Is it possible that chimpanzees talk?
posted in 09 Sep 2011

Yes, we can affirm this. In the same way that we explain to everyone who question us: why would not be possible that living beings with a quite similar DNA, a developed brain, human anatomy and body physiology and a blood system suitable with ours one day will be able to talk and develop a proper language – as it happens with chimpanzee Cesar at the movie “Rise of the Planet of the Apes” -, not to mention what they have already, sign and gestures language and attitudes?

We reported to a Brazilian journalist of Veja magazine, who wrote an excellent article about the intelligence of great apes, inspired by the movie, a typical case of how a chimpanzee can be smart. Guga, our first chimpanzee, whom we have been raising since he was three-month old and with whom I and my family have strong bonds, negotiated, a few days before, the keys of lockers he had “stolen” for a bottle of Coke, which he shared with his enclosure companions.

We are privileged observers of the “chimpanzee world” at GAP Sanctuary in
Sorocaba, where we have 53 individuals. We live with them for more than 12 years and observe them closely, maybe like no one in the world had the opportunity to do with a so heterogeneous group.

Each chimpanzee is different from each other, like humans are. They have their own characteristics, distinct reactions and diverse abilities. They are captivity chimpanzees, some have suffered a lot, both physical and emotionally – due to human violence -, and are overtaking many of their traumas and manage to survive and to relate with their equals, and with the humans who take care and love them.

A few million years ago, Homo sapiens was like a chimpanzee. The communication was through gestures, signs, attitudes and sounds and there was no ability of articulating words, although his origin dates of 2 o 4 million years. One day a “human Cesar”, who suffered a mutation in the gene that avoid him to talk, appeared and began to convert sounds in words. His sons and grandsons evolved more until the ability of talking was consolidated and became permanent.

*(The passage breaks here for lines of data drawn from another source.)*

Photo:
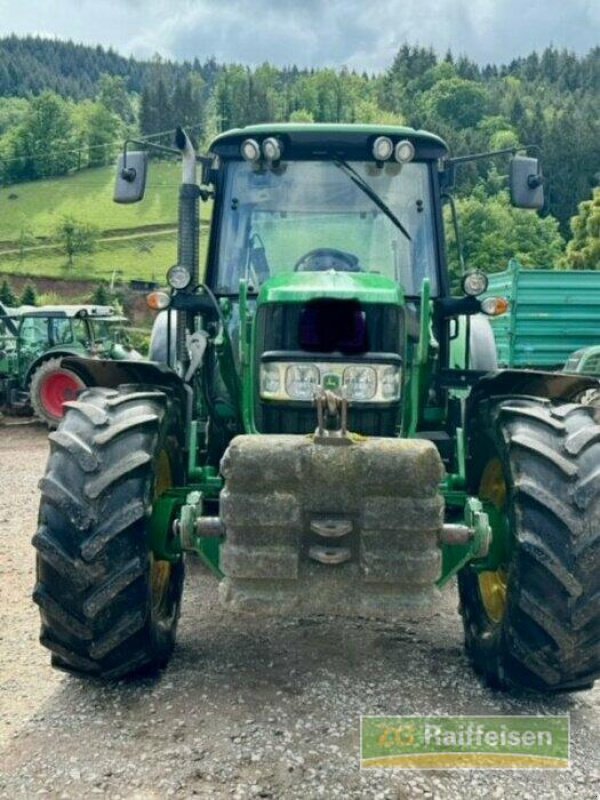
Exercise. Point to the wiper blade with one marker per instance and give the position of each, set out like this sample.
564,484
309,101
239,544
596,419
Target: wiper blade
371,194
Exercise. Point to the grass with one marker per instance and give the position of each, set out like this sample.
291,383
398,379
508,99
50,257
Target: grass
143,258
87,196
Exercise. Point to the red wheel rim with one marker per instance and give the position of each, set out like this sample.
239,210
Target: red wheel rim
56,389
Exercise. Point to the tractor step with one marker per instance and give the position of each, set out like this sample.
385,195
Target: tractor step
313,529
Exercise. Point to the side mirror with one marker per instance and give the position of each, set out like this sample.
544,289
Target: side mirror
526,183
131,177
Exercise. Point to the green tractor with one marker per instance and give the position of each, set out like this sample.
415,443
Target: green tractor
34,342
324,425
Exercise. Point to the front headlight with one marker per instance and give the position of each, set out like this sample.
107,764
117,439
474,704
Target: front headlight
361,383
301,381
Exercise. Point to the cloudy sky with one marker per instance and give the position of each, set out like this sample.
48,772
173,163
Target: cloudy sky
363,34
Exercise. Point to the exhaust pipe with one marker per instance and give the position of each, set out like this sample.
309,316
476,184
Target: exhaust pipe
188,243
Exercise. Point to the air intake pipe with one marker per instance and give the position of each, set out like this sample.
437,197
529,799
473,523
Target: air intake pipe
188,243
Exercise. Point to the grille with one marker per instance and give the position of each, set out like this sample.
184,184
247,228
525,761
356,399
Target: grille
278,328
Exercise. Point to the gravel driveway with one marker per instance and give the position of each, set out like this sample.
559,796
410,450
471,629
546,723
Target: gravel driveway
247,708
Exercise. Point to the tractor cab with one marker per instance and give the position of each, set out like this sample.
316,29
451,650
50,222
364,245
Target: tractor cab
366,203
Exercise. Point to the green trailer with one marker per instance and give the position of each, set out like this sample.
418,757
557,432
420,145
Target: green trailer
553,313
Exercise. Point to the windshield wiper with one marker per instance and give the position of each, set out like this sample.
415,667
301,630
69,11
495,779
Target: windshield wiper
359,181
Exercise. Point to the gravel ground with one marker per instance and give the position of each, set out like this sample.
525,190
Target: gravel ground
247,708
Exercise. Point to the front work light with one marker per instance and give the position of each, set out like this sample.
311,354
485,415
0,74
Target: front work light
404,151
474,283
285,381
178,277
158,301
382,148
250,150
272,149
301,381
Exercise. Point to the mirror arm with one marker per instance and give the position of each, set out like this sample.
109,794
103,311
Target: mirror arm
508,151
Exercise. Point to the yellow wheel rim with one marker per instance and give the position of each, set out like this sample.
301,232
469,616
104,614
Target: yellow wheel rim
492,588
492,584
160,571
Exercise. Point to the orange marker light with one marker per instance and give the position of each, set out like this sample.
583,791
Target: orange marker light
158,301
494,306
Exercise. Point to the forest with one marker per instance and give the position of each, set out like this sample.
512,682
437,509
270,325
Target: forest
65,107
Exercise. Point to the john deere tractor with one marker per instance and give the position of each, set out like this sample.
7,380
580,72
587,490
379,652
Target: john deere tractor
324,425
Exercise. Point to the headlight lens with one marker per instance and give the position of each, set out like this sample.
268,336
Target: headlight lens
390,383
301,381
382,148
270,379
360,383
178,277
474,283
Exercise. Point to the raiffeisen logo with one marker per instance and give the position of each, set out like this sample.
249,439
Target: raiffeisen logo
520,742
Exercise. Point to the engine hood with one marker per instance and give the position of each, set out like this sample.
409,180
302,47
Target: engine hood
300,287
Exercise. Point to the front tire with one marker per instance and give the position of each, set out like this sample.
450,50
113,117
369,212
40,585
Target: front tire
534,622
51,386
108,607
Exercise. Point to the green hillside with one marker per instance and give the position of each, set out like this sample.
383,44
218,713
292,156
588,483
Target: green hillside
138,240
87,195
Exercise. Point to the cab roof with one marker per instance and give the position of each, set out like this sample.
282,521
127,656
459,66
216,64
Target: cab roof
322,140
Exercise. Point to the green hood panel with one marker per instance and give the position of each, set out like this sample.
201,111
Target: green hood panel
299,287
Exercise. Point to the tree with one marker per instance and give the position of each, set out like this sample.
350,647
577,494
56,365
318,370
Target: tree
7,296
114,96
457,101
29,296
43,144
98,131
75,237
101,296
26,239
583,251
492,232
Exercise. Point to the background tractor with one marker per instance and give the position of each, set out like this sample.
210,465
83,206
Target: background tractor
324,425
33,343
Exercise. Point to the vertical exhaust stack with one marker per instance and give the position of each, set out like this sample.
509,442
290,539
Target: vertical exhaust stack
188,243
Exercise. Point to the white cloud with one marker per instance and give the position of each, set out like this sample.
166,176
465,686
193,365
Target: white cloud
312,32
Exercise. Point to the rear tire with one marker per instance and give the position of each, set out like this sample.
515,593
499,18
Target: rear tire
108,608
51,386
545,634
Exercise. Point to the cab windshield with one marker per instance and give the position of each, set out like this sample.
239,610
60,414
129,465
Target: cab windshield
324,215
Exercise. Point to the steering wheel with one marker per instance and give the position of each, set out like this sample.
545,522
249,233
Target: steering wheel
325,258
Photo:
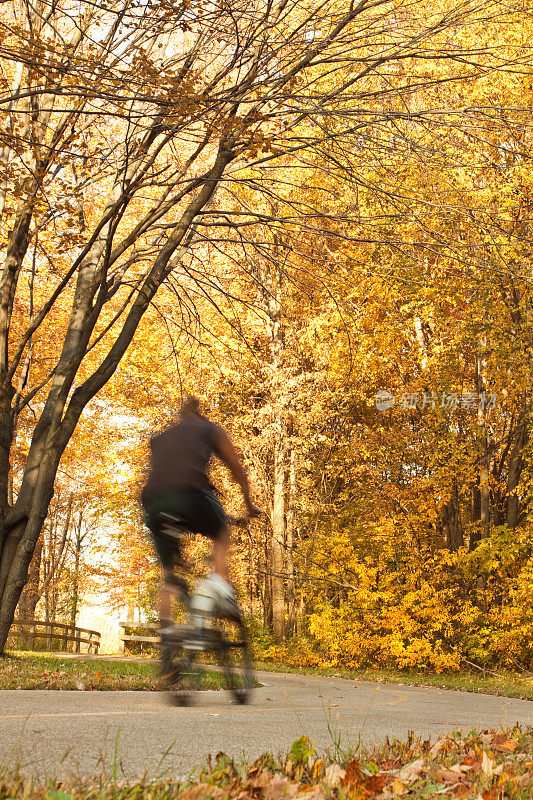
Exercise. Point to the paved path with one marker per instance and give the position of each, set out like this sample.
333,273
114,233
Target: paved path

If this happened to Homo sapiens, why can it not happen to Homo troglodytes? If the son of bonobo Kanzi, Teco, did not need previous training, as his father, to use the computer and learned this when he was two, it would not be impossible to think that Kanzi or Teco’s grandsons can try and managed to abandoned the communication through the computer and start to talk. Nothing can impede this to happen. It is the story of evolution that proves it. Not the mention genetic engineering, which will enable us to accelerate this process. Will somebody try to do it? Probably… If it was possible to make blind people to see, deaf people to listen, why would we not be able to make someone unable to speak to articulate words?

In my dreams of the fight for the recognition of basic rights of chimpanzees and great apes in our society, an idea never abandoned me: that there will be a day that a “Cesar” will defend his equals, with words and action, from the mistreating committed against their primitive brothers by humans. They will talk and will be listened!